Wer drei Wochen in den Urlaub fährt, hat nun einmal häufig Schwierigkeiten, Freunde zu finden, die sich jeden Tag um die hungrige Miezekatze kümmern wollen. Eine beschämende Anzahl ausgesetzter Haustiere zur Urlaubszeit zeugt seit Jahrzehnten davon. Wie gut, das es nun verlässliche Katzensitter im Internet gibt. Hoffentlich kann die Share Economy so für weniger Tierleid sorgen.

Mehr Wohnraum muss gebaut werden

Touristen in Berlin. © NDR/ARD
Übernachtet wird so oder so - die Frage ist nur wo.

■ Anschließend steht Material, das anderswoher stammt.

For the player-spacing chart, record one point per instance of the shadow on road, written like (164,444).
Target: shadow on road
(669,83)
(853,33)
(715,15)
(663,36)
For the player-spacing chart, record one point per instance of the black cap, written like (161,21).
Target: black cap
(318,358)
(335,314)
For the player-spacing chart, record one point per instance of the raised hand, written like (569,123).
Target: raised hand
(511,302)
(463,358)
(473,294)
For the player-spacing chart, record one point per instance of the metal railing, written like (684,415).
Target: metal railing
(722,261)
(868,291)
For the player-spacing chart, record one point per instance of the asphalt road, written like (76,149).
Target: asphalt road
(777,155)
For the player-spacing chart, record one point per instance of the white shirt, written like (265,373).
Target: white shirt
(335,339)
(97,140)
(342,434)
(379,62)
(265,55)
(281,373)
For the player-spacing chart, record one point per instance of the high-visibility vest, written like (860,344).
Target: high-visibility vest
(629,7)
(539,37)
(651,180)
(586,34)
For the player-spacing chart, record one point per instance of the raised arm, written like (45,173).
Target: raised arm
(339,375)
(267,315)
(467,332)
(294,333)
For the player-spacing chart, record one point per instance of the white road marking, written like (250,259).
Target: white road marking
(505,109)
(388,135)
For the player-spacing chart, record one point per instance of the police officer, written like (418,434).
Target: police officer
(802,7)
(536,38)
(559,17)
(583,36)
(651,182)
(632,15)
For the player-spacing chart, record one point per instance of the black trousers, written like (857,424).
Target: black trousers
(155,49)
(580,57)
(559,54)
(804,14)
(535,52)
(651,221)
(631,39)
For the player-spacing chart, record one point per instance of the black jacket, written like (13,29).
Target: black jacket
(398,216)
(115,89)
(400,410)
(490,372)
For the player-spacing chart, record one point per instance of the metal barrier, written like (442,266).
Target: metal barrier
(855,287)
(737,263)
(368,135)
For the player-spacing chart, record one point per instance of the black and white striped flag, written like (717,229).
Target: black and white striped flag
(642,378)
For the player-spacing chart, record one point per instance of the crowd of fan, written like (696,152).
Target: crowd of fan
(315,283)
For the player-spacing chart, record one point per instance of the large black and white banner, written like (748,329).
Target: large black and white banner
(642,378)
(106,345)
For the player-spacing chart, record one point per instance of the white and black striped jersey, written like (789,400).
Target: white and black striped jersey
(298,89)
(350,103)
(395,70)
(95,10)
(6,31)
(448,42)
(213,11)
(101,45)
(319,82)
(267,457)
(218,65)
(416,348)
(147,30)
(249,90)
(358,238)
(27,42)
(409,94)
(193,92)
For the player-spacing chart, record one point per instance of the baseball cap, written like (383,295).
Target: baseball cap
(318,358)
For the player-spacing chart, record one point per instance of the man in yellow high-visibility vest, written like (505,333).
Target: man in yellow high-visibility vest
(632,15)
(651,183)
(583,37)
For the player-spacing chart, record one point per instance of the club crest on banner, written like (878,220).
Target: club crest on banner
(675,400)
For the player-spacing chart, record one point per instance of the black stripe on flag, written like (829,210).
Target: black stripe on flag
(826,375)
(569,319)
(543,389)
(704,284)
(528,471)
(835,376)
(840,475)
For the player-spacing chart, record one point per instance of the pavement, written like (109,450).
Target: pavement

Gleiches gilt für Airbnb: Diese Plattform entzieht dem Wohnungsmarkt in Großstädten angeblich dringend benötigten Wohnraum. In Wahrheit hängt die Anzahl der Übernachtungen jedoch nicht von Airbnb & Co. ab, sondern davon, wie beliebt eine Stadt als Reiseziel, als Messe- und Veranstaltungsort ist. Ob die Leute in Privatwohnungen oder Hotels schlafen, ist sekundär, der Kuchen wird nur anders verteilt. Und hier schreit die Hotelbranche natürlich auf. Eine Branche wohlgemerkt, die in den letzten Jahren wegen FDP-Steuergeschenken und der miesen Behandlung von Zimmermädchen immer wieder im Fokus stand.

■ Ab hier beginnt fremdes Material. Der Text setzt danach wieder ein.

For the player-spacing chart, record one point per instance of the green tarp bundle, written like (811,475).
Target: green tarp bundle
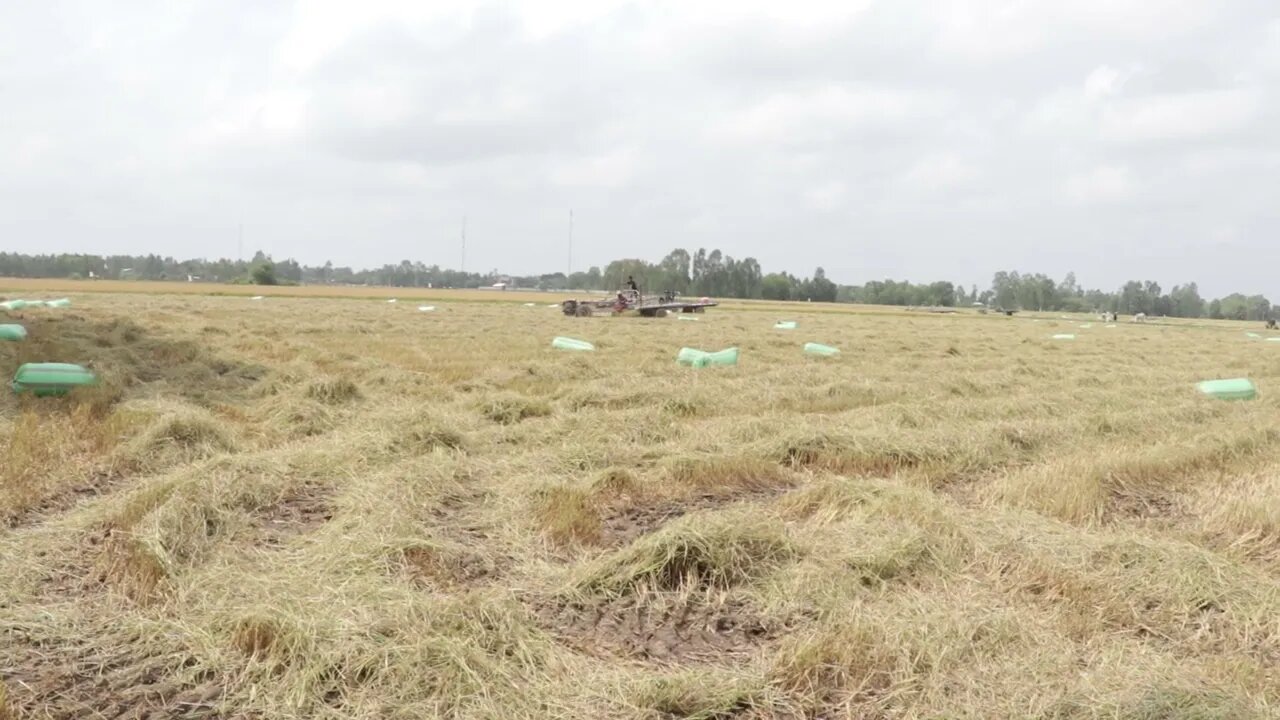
(46,379)
(702,359)
(821,350)
(1235,388)
(570,343)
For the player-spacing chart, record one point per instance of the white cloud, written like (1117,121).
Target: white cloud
(1105,183)
(908,123)
(1191,115)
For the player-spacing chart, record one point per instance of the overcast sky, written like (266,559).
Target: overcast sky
(908,139)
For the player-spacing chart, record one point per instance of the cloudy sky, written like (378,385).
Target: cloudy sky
(909,139)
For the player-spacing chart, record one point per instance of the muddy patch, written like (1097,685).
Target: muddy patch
(73,680)
(621,525)
(661,629)
(95,483)
(293,516)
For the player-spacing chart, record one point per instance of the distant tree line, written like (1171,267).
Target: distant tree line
(700,273)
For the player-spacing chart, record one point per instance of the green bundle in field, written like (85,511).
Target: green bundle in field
(48,379)
(571,343)
(1235,388)
(821,350)
(702,359)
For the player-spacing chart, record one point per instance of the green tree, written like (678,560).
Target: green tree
(264,273)
(776,286)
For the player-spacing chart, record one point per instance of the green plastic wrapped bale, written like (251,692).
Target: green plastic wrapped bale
(570,343)
(45,379)
(691,358)
(821,350)
(702,359)
(1235,388)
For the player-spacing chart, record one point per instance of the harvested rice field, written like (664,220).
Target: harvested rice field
(351,509)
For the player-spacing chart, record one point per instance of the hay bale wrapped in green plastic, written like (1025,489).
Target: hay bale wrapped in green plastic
(571,343)
(821,350)
(1234,388)
(48,379)
(694,358)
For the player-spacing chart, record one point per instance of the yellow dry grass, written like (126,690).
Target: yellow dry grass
(319,507)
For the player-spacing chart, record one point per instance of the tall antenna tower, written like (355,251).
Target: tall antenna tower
(464,244)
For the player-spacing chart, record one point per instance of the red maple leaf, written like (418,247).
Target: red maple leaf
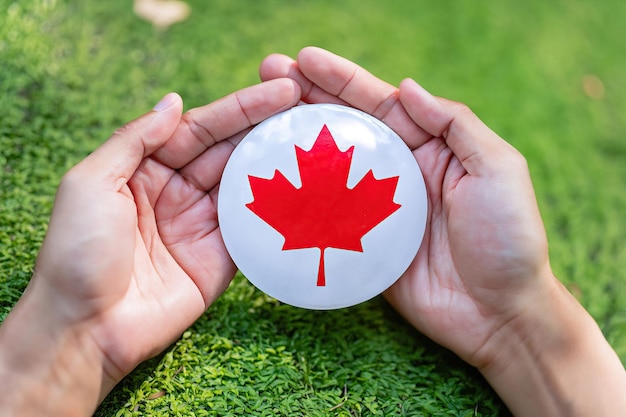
(323,212)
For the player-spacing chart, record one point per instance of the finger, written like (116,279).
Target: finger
(282,66)
(205,172)
(203,127)
(329,78)
(477,147)
(118,158)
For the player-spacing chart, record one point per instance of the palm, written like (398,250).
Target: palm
(477,242)
(484,236)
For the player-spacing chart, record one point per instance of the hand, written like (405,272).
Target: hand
(133,254)
(485,242)
(481,283)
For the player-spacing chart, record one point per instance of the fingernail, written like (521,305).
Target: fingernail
(166,102)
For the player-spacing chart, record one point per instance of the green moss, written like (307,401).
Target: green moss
(72,72)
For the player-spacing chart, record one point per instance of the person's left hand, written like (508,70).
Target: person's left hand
(133,254)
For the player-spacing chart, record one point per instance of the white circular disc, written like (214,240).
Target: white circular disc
(303,218)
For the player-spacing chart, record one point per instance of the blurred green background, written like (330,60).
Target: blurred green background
(547,76)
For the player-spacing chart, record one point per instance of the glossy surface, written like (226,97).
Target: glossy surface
(322,206)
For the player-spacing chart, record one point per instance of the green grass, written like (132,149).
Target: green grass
(71,72)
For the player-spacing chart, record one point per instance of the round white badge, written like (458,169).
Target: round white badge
(322,206)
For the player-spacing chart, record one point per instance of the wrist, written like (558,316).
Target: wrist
(54,368)
(552,359)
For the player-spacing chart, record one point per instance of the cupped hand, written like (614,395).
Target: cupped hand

Wer die Wohnungsnot in Großstädten bekämpfen will, muss die Angebotsseite verbessern - und schlichtweg Wohnungen bauen. Dass klamme Kommunen wie Berlin stattdessen lieber Nebenkriegsschauplätze eröffnen, verwundert nicht, ist aber populistisches Blendwerk. Ich gehe jede Wette ein: Mit wohlfeilen Gesetzen gegen den angeblich wohnraumvernichtenden Ferienwohnungswahn wird man dem Wohnraumproblem nicht Herr - Airbnb hin, Hotelketten her.

Der Charme der meist grau in grau gehaltenen Bettenburgen der großen Hotelketten erschließt sich mir jedenfalls nicht. Was wäre denn städtebaulich so schlimm, wenn an deren Stelle langfristig neuer Wohnraum entstünde - und Übernachtungen vornehmlich in Ferienwohnungen stattfänden? Zum finanziellen Wohl von Privatleuten anstatt zum Wohle von Paris Hilton?

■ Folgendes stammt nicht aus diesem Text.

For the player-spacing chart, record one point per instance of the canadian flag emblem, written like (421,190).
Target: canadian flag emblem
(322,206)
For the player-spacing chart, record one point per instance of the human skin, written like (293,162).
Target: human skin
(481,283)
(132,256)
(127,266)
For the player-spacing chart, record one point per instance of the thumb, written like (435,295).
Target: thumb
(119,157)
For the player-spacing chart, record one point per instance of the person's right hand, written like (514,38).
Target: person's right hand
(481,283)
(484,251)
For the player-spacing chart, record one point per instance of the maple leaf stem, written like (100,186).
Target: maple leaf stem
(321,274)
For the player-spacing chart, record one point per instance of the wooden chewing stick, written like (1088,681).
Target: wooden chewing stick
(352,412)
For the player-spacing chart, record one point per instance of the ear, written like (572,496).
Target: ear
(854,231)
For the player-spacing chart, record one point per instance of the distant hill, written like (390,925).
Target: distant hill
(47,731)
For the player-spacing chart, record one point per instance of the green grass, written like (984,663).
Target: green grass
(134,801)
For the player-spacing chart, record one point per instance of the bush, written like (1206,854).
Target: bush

Technischen Fortschritt nutzen statt bekämpfen

Womit wir bei der Zukunft wären: Wie also wollen wir leben und arbeiten? Und welchen Beitrag kann und wird die Share Economy leisten? Ja, die Arbeitswelt wird immer flexibler und schnelllebiger werden - und die Konkurrenz für alle Jobs, die auch von Mumbai aus erledigt werden können, entsprechend größer. Ich kann die große Besorgnis um einen völlig entgrenzten, globalen Tagelöhnermarkt daher zwar nachvollziehen, teile aber nicht den mitschwingenden Pessimismus düsterer Zukunftsprognosen.

Staaten und Politik sind sich der Problematik durchaus bewusst. Sigmar Gabriel zum Beispiel signalisiert, dass er Grenzen setzen will und wird. Investoren wie Peter Thiel mögen glauben, dass sie Welt und Zukunft allein gestalten. Diese Allmachtsfantasie sei ihnen gegönnt - mit der Realität hat sie nicht viel zu tun. Die Chance aber, die der Ökonom Jeremy Rifkin beschreibt, nämlich, dass wir weniger Ressourcen verbrauchen - und diese mithilfe neuer Technik besser nutzen, besteht trotzdem. Und da die technische Entwicklung ohnehin nicht aufzuhalten ist, sollten wir sie nutzen.